Il mare di commenti che questa finta storia ha generato sui social (spesso di chi non ha letto che la storia era, appunto, di fantasia) ha a che vedere con una domanda di base: come si può, e sopratutto di deve, raccontare esattamente che cosa significa mangiare carne ad un bambino? C’è chi fra i commentatori plaude il fantomatico maestro che porta gli alunni a vedere “la realtà dei fatti”, c’è chi si rallegra perchè nella cittadina ci saranno, dopo la gita, molti più vegani, c’è chi, invece, sostiene che non fosse il caso e che è “troppo per un bambino”. Il tema è complesso e certamente non esiste una risposta univoca perchè è complessa la realtà da cui si può partire: si è genitori? Insegnanti? Amici di genitori con bambini? Nonni? E quanto è “giusto” imporre le proprie scelte alimentari ed etiche ad un bambino?
Quello che certamente è fondamentale, però, è non interrompere un legame naturale e immediato: quello dei bambini con gli animali, di tutti i tipi.

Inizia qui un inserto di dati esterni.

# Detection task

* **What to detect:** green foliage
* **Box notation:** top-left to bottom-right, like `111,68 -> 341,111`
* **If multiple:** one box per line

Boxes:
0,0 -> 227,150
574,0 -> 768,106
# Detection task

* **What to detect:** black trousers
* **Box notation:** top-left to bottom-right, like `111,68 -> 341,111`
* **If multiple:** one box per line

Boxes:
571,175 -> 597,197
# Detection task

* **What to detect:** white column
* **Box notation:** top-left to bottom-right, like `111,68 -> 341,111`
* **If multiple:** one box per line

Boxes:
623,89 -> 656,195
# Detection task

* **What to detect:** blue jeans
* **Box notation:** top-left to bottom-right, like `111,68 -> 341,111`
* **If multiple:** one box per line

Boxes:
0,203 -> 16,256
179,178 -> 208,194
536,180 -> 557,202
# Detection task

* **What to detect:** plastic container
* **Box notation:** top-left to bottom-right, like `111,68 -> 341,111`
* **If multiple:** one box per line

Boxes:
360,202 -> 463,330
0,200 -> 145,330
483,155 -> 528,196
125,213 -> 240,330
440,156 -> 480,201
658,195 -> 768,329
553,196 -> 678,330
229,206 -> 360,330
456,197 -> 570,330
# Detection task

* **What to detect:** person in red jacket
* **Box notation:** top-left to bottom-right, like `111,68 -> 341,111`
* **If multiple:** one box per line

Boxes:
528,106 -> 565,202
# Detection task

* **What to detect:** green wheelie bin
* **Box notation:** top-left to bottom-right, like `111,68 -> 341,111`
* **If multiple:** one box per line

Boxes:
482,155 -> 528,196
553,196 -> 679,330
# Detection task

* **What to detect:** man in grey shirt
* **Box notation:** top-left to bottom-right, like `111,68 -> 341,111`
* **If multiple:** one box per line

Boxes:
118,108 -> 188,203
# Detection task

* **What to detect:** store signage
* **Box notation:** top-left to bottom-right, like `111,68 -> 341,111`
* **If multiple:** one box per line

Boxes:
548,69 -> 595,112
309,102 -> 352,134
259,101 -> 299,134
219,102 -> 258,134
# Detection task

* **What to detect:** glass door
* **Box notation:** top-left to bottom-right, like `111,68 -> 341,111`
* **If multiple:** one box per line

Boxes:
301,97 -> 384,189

Citiamo volentieri un bel libro della piscologa Annamaria Manzoni che ha una tesi riguardo a questo punto:
“I bambini nascono con un’innata predisposizione all’empatia nei confronti degli animali, perché riconoscono in essi qualcosa di vicino a loro, alla loro umanità.”
Insomma, accade spesso che, se i genitori danno il “cattivo esempio”, questo legame si interrompa e vada ad inserirsi in un vortice di “abitudine alla distanza” che viene poi veicolato e rafforzato da realtà come i circhi e gli zoo nelle quali gli animali sono “oggetti” da mostrare e non esseri viventi con diritti e sofferenze.
Quindi, forse non è necessario portare un ragazzino (anche se immaginario) in gita in un mattatoio, ma la prossima volta che si avvicina ad un cane o ad un gatto, accarezzatelo per primi, insegnategli l’empatia, verso tutti.